Perfektionismus als Herausforderung – der nervige Kampf mit dem inneren Erbsenzähler
Haben Sie sehr hohe Erwartungen an sich? Tolerieren Sie keine Fehler und ärgern sich maßlos, wenn Ihnen doch einer unterläuft? Können Sie schlecht mit Kritik umgehen?
Vielleicht gehören Sie dann zu den Menschen, die einen Hang zum Perfektionismus haben.
Perfektionismus besteht zum einen im Streben nach Vollkommenheit und zum anderen in einer übertriebenen Fehlervermeidung; hierzu gehört auch die Angst vor der Bewertung durch andere Menschen. Häufig finden sich in der Lebensgeschichte von perfektionistischen Personen abwertende oder beschämende Erfahrungen im Zusammenhang mit Leistung – etwa Lob nur bei Erfolg bzw. Tadel bei Nichterreichen. Hierdurch entsteht der Druck, immer bessere Leistungen zu erbringen und möglichst keine Fehler zu machen. Um das zu erreichen, werden immer mehr Zeit und immer größere Anstrengungen aufgewendet. Auf Dauer kann dieses Verhalten zu Stressreaktionen, Burnout und psychischen Erkrankungen führen.
Wobei es doch zunächst harmlos klingt: Perfektionismus – wer möchte nicht alles richtig machen, fehlerfrei abliefern und dabei aussehen wie frisch aus dem Ei gepellt? Klingt gut, ist aber in der Realität oft kräftezehrend und nicht notwendig – weder für einen selbst noch für andere.
Im Beruf zeigt sich Perfektionismus häufig in Form von überarbeiteten PowerPoint-Präsentationen, die niemand sehen will, oder in E-Mails, die zehnmal gelesen werden, bevor sie dann mit der Betreffzeile „Noch ein kleiner Nachtrag …“ verschickt werden. Statt den Job effizient zu erledigen, wird Zeit damit verbracht, an der Formatierung von Fußnoten zu feilen. Im Alltag sieht das ähnlich aus: Die Wohnung wird nicht „mal eben“ geputzt, sondern mit der Zahnbürste – inklusive Google-Tutorial „Wie reinige ich den Heizkörper von innen?“. Der Wocheneinkauf wird geplant wie eine Militäroperation. Spontanität? Ein unkalkulierbares Risiko!
Dabei kann Perfektionismus auch nützlich sein – in Maßen.
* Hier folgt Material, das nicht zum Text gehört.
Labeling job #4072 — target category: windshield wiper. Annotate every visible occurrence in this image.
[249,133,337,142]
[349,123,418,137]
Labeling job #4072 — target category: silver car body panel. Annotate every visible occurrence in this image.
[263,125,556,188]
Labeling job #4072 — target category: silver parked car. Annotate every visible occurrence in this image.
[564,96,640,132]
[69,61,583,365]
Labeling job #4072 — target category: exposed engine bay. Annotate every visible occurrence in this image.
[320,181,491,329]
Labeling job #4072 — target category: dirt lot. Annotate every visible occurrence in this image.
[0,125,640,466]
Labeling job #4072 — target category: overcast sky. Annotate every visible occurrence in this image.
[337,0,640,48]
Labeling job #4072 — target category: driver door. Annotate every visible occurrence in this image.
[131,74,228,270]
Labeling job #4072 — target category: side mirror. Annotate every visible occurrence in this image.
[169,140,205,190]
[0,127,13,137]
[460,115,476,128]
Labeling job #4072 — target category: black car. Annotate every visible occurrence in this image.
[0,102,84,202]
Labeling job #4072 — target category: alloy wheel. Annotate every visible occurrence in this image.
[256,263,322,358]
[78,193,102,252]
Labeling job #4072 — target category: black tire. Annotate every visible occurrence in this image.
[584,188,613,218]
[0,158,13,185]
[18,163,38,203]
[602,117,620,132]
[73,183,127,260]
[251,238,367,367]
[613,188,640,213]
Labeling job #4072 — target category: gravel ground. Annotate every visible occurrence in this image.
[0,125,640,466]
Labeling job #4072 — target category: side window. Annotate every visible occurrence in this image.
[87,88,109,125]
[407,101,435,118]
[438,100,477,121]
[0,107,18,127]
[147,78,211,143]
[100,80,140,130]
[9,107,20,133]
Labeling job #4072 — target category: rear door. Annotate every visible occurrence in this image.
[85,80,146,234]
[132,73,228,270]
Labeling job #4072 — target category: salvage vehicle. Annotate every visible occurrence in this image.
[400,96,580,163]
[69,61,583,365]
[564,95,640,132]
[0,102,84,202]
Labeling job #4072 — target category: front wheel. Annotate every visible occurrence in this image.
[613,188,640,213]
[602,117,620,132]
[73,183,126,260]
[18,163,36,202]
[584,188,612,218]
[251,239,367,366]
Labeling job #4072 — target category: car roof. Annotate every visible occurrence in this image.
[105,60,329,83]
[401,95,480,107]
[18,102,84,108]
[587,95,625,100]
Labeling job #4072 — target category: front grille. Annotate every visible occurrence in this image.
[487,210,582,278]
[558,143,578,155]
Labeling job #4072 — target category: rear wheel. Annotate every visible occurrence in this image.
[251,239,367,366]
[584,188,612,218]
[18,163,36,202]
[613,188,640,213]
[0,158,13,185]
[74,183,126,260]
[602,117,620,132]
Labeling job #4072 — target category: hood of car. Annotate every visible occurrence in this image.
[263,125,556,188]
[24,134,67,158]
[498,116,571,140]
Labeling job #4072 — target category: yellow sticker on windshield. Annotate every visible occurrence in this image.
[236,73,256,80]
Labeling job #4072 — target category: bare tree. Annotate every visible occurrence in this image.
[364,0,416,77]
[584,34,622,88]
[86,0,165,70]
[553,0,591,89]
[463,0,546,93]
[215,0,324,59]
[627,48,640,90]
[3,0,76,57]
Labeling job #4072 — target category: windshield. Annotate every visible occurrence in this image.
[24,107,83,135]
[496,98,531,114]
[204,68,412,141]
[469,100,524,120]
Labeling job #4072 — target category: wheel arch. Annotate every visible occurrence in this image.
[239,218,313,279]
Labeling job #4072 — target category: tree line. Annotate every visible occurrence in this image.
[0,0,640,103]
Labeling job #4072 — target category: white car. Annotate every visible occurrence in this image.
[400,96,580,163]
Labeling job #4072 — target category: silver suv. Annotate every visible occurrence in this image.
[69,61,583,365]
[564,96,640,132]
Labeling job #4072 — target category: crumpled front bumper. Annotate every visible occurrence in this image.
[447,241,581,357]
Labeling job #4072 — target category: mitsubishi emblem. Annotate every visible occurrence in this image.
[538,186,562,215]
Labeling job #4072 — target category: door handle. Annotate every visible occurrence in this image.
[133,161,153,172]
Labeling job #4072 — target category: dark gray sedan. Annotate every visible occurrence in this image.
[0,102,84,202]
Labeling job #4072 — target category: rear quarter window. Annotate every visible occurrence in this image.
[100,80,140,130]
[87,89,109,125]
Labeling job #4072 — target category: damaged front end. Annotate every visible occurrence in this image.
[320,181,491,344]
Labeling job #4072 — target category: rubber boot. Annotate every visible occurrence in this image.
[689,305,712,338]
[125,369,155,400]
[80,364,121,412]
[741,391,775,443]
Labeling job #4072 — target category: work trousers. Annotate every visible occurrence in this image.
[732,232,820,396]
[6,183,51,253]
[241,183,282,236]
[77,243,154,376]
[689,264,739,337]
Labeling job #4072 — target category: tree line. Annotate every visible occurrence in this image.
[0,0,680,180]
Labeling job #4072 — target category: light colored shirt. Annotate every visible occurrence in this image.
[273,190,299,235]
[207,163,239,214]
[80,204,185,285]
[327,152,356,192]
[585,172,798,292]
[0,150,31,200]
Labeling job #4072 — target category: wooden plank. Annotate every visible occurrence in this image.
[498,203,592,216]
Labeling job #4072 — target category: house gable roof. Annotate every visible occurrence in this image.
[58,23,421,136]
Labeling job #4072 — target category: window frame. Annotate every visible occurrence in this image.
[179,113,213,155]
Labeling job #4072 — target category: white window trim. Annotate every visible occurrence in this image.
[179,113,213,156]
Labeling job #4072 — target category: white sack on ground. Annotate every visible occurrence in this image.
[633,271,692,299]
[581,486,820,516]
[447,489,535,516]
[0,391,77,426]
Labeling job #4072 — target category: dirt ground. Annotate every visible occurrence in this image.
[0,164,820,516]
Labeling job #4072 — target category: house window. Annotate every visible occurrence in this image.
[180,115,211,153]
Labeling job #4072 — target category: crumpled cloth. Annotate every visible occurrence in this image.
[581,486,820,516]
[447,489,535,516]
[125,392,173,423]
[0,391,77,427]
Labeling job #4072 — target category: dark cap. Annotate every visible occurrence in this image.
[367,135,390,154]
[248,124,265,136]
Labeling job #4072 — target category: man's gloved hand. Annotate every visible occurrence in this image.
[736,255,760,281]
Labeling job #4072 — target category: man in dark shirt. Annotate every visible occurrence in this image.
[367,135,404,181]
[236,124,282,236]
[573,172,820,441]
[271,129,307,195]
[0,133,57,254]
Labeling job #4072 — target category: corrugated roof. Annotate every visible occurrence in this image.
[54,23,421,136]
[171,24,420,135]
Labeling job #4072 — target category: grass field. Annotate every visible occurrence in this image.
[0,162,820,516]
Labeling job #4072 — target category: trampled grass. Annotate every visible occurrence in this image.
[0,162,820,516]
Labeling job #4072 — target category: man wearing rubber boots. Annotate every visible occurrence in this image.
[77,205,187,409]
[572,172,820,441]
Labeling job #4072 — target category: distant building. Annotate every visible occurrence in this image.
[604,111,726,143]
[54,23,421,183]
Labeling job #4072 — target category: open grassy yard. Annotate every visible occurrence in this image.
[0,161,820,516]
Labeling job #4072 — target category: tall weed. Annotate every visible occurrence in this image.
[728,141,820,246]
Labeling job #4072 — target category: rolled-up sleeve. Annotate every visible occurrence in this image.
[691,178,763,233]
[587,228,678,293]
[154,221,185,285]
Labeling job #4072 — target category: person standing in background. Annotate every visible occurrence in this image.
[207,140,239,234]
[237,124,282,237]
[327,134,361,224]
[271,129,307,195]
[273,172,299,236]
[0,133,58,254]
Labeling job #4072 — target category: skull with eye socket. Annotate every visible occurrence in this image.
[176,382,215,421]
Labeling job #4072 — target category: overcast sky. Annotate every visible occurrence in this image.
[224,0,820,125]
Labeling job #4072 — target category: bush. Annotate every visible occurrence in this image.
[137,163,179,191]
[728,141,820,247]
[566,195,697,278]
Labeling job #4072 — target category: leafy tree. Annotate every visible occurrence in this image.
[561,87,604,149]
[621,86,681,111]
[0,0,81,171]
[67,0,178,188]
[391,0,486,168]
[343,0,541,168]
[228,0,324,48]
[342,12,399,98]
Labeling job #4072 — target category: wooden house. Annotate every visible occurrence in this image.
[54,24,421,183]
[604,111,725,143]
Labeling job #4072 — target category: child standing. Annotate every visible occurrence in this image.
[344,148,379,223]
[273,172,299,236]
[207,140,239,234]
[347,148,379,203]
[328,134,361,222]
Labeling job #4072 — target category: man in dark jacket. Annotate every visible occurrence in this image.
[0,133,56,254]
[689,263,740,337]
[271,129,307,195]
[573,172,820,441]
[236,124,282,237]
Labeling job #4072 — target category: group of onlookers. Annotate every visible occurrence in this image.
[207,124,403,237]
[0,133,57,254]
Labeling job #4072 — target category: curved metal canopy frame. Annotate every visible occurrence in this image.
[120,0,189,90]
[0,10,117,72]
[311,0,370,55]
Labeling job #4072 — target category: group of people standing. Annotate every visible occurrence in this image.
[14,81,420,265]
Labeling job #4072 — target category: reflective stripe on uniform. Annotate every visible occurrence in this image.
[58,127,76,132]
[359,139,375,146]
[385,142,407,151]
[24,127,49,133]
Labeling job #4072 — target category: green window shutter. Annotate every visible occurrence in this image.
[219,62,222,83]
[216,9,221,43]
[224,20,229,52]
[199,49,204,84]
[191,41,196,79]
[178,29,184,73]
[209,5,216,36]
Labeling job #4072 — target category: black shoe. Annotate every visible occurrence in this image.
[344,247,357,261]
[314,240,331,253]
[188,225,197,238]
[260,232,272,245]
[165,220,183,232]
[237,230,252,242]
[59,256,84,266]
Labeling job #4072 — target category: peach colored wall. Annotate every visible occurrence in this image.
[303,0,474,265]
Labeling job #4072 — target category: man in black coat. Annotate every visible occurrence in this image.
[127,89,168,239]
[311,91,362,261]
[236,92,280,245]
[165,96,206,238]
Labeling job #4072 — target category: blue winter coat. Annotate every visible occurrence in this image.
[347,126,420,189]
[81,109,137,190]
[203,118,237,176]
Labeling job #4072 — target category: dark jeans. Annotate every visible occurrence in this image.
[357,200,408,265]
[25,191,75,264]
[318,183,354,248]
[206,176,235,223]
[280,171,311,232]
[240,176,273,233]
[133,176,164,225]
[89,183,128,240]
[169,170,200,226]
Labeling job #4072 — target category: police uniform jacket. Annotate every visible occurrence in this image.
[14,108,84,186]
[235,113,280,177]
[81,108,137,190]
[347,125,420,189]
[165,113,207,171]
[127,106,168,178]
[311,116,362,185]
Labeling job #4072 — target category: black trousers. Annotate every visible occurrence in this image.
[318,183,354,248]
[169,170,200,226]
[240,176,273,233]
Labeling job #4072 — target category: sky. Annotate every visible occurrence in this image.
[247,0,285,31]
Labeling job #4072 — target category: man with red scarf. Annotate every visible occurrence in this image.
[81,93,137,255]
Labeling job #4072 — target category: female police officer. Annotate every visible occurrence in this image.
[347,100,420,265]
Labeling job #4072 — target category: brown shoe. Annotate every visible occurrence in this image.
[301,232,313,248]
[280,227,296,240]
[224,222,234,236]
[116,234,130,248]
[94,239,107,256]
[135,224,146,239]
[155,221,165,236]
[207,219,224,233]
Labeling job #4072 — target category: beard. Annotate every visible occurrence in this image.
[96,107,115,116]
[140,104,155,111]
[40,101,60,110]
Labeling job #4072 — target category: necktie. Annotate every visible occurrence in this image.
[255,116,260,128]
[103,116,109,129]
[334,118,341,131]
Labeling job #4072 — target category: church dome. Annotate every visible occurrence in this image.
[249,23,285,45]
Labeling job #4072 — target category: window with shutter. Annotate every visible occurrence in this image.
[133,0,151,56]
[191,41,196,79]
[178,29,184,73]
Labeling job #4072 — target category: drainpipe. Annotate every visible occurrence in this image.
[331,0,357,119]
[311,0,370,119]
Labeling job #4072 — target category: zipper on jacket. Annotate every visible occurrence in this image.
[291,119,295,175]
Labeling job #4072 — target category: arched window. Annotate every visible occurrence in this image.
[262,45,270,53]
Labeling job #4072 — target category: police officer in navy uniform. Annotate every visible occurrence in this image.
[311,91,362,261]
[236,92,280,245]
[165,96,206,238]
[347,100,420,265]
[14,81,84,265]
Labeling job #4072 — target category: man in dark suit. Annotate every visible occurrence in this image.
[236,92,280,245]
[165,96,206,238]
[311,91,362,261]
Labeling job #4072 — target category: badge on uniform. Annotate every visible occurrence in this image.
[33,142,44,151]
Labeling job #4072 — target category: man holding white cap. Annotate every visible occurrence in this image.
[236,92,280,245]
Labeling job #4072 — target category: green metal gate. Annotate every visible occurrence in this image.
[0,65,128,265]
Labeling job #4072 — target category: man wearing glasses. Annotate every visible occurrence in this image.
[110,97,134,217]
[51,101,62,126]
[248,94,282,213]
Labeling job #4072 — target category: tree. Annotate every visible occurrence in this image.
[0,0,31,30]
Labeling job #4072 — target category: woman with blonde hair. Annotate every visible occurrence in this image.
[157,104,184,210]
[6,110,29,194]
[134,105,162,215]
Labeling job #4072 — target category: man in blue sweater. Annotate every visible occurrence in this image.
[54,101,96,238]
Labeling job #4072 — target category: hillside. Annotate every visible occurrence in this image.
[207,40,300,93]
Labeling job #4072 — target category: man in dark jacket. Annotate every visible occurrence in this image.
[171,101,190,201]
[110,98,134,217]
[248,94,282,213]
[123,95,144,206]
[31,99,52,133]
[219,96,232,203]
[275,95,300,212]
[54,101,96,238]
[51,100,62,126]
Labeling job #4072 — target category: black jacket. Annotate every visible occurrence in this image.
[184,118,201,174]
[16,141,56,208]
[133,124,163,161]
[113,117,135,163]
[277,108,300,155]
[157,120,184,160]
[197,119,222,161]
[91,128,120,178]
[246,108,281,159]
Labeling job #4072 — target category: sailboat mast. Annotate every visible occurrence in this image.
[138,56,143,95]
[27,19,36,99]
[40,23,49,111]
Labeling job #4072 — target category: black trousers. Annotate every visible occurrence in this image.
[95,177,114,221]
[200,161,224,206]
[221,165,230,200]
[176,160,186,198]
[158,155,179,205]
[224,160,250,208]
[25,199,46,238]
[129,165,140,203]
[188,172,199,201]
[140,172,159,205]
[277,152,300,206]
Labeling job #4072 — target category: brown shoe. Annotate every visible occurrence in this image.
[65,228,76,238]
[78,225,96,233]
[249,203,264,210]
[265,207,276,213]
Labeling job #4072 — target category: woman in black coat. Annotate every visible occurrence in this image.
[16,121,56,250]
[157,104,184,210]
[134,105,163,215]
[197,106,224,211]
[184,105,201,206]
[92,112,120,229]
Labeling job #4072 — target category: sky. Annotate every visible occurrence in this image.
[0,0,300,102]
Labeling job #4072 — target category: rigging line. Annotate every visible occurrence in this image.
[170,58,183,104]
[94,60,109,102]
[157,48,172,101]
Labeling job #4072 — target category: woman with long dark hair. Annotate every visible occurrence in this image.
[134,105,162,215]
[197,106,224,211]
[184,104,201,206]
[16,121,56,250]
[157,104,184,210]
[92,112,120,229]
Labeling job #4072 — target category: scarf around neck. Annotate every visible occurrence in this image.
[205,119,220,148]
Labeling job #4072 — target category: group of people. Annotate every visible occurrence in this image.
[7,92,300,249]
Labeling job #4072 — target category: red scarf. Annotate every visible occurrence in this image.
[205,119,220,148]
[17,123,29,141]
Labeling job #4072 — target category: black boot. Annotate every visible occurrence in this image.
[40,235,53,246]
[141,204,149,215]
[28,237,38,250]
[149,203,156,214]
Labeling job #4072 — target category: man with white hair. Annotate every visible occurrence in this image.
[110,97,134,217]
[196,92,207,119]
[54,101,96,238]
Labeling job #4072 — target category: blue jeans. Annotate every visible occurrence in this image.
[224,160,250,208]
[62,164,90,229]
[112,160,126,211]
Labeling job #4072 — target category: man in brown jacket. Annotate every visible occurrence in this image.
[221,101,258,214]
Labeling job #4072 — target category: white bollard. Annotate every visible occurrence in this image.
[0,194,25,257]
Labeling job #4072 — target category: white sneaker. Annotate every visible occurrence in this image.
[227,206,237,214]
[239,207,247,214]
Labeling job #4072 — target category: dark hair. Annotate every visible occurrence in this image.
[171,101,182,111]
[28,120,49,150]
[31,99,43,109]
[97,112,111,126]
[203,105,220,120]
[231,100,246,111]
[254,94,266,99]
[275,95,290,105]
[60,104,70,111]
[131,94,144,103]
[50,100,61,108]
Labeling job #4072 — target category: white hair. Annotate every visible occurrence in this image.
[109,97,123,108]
Wer gewissenhaft arbeitet, liefert oft verlässlich gute Ergebnisse ab. Fehler sind selten, und Kolleginnen und Kollegen schätzen das. Die Kunst liegt im „gesunden Perfektionismus“.
Was hilft im Umgang mit Perfektionismus?
- Realistische Zielsetzung: Formulieren Sie Ziele, die erreichbar und messbar sind, und vermeiden Sie überzogene Erwartungen.
- Deadlines setzen – echte! Wer unendlich Zeit hat, bastelt ewig.
- Schluss mit den inneren Kritikern, die ständig „Nicht gut genug!“ brüllen.
Fazit: Perfektionismus kann ein Verbündeter sein – wenn Sie ihn im Zaum halten. Sonst wird er schnell zum nervigen Kollegen, der alles besser weiß, aber nie Feierabend macht. Und wer will schon mit dem zusammenarbeiten?